Chrome users oblivious to Heartbleed revocation tsunami - wasd123
http://news.netcraft.com/archives/2014/04/18/chrome-users-oblivious-to-heartbleed-revocation-tsunami.html
======
tptacek
First, this is _(was)_ an editorialized title, and of the worst sort: written
to pre-seed a partisan angle into the thread.

Second, it's especially amusing to see people try to find reasons to dig into
Google over Heartbleed, given that Google found and rapidly published
Heartbleed; other providers talked about speculative countermeasures for
Heartbleed as potential "competitive advantages".

Finally, the post is wrong.
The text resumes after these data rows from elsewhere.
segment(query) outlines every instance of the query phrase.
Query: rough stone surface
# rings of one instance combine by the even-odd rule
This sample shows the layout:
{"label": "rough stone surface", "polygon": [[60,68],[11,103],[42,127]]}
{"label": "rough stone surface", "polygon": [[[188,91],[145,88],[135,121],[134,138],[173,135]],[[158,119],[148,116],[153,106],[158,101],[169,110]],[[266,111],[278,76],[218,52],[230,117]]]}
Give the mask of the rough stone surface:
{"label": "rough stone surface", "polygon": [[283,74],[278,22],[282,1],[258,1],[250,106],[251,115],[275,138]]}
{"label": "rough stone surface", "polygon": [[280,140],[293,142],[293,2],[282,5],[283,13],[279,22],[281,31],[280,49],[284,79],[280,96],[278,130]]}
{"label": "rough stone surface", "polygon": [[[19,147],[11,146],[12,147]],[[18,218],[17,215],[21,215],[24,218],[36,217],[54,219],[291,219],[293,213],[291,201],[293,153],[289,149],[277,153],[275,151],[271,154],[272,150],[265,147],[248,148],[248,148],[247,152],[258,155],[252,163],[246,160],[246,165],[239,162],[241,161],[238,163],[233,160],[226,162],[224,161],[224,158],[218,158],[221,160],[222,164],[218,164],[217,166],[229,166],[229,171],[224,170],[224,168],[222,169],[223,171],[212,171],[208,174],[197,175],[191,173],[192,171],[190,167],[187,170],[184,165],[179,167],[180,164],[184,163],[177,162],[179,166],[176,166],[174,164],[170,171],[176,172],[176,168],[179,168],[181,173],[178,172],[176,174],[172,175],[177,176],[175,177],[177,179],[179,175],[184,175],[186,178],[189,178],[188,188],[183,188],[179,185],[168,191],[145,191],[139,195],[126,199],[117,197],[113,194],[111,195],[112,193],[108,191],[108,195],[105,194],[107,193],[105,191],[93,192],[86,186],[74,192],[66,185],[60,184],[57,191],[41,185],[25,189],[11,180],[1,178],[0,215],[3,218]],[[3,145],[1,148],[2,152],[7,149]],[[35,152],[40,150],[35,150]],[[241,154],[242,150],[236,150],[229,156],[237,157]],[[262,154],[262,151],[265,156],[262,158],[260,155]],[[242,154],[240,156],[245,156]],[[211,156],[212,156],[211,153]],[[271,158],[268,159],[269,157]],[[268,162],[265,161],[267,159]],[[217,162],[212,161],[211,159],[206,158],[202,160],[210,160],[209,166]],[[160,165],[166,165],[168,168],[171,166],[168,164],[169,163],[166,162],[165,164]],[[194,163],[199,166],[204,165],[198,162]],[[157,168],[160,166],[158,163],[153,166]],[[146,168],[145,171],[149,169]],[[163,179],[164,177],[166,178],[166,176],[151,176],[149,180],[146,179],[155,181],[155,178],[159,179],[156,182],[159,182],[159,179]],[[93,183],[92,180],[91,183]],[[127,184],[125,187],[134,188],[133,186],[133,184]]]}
It correctly explains that Chrome uses CRLsets for
high-profile sites instead of full CRL checks or OCSP, but incorrectly
attributes the reasoning to performance. That, as it turns out, is not the
reason for Chrome handling revocation the way it does. The real issue is that
revocation doesn't really work: browsers (at best) "soft-fail" revocation
(when Google's Adam Langley built a revocation-stripping proxy, he found for
instance that IE reacted to it merely by removing the EV indicator from the
URL bar), because hard-failures cause serious reliability problems.

The Netcraft article certainly is written to convey the notion that Chrome is
cavalier about TLS security. But people who follow TLS know that to be a
ludicrous narrative, in the truest sense; worthy of ridicule. The reality is
that the Chromium team has apparently thought more carefully about revocation
than almost anyone else, came to an important and counterintuitive conclusion
about it, and made the design decision that maximized user safety given the
constraints.

------
crucialfelix
Checking: "Check for server certificate revocation" does not persist. When I
check it and then reopen the settings tab it is again unchecked.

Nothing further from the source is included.